An example of an official application
Summarize clinical records
OpenBioLLM efficiently analyzes and summarizes complex clinical records, EHR data, and discharge summaries, extracts key information, and generates concise, structured summaries of medical records.
Answer medical questions
OpenBioLLM can provide answers to a wide range of medical questions.
Classification of medical documents
Perform a variety of biomedical classification tasks, such as disease prediction, sentiment analysis, medical document classification
Clinical Entity Recognition
Advanced clinical entity recognition can be performed by identifying and extracting key medical concepts such as diseases, symptoms, medications, surgeries, and anatomical structures from unstructured clinical texts. By leveraging a deep understanding of medical terminology and context, the model can accurately annotate and classify clinical entities, enabling more efficient information retrieval, data analysis, and knowledge discovery from electronic health records, research articles, and other biomedical text sources.
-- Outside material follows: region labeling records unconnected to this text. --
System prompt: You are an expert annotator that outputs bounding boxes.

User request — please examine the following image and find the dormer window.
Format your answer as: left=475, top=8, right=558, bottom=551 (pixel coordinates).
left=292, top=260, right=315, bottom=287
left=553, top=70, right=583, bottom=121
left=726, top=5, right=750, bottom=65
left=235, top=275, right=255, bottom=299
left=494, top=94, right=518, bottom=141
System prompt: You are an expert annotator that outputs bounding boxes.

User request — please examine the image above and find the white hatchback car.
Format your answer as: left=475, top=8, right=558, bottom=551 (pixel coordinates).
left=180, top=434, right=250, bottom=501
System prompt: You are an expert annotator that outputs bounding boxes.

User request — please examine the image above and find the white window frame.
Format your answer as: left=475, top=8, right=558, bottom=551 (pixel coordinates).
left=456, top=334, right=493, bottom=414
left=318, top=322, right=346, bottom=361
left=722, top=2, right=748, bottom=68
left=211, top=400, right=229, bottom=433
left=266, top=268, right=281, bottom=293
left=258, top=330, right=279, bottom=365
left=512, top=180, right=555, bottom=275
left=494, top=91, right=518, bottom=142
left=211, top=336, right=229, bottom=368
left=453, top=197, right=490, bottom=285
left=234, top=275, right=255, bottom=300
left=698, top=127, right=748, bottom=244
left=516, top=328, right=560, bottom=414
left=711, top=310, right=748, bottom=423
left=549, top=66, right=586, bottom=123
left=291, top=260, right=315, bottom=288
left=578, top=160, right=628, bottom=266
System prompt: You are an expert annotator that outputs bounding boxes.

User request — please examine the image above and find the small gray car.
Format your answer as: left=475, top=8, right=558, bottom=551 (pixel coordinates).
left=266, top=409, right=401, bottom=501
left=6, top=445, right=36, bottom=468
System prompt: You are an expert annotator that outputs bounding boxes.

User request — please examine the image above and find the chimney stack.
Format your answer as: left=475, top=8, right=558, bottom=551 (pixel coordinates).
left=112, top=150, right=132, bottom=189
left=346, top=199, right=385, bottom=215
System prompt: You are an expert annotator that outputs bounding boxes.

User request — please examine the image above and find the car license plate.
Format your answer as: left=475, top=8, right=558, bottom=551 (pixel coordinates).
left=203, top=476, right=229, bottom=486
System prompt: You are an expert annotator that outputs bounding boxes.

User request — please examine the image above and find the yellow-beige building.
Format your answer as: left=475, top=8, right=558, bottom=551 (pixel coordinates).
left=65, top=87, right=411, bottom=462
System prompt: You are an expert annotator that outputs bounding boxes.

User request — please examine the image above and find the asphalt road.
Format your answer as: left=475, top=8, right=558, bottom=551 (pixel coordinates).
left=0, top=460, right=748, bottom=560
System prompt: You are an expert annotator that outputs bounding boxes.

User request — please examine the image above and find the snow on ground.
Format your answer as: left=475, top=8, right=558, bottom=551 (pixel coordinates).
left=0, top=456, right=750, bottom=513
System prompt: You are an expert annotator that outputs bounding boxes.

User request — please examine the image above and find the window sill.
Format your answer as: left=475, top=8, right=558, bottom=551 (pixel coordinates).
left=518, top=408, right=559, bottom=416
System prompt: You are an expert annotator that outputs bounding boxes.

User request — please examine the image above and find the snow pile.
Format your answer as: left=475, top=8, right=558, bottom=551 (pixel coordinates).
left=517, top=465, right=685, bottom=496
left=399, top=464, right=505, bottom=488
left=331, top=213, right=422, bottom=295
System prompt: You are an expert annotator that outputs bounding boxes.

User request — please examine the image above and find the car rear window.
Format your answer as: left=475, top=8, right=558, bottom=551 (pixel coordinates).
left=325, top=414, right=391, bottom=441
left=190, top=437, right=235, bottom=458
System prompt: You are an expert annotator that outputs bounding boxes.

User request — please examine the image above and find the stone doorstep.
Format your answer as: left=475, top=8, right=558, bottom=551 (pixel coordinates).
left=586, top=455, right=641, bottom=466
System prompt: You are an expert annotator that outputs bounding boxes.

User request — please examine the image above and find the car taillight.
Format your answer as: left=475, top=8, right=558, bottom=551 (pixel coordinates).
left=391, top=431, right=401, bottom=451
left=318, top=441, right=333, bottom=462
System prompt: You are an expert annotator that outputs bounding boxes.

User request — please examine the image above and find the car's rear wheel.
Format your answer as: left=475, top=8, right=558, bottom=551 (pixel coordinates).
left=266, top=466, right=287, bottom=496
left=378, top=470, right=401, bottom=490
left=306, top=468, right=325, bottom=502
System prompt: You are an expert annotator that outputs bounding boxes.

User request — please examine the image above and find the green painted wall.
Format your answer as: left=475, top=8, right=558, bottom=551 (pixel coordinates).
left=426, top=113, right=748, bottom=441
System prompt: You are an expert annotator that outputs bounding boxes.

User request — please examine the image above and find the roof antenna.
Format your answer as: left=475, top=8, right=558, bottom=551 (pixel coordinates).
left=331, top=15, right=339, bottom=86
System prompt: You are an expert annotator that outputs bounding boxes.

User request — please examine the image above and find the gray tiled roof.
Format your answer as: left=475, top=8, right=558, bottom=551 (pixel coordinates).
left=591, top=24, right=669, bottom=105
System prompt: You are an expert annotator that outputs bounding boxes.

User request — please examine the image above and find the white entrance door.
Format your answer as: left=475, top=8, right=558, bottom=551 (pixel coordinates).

This capability can support a variety of downstream applications, such as clinical decision support, pharmacovigilance, and medical research.
Medical marker extraction
Identify and automatically delete patient information
Detect and delete personally identifiable information (PII) from medical records, ensure patient privacy, and comply with data protection regulations such as HIPAA.
Download and use the model
OpenBioLLM-70B 下载地址:huggingface.co/aaditya/Llama3-OpenBioLLM-70B
OpenBioLLM-8B 量化模型下载地址:huggingface.co/aaditya/OpenBioLLM-Llama3-8B-GGUF
It is important to note that you should use the chat templates provided by the Llama-3 guided version. Otherwise, performance will be degraded. Some users and I have already encountered the problem of answering the wrong question in the self-loop because of the prompt word template in the process of actually using Llama 3.
Officials also claim that while OpenBioLLM-70B and 8B utilize high-quality data sources, their output may still contain inaccuracies, biases, or inconsistencies, which could pose risks if relied upon for medical decisions without further testing and refinement. The performance of this model has not been rigorously evaluated in randomized controlled trials or in real-world healthcare settings.
If the model is deployed locally in the hospital and linked to the hospital's local knowledge base, a lot of practical applications can already be imagined, and it should become a super efficiency tool in the medical industry.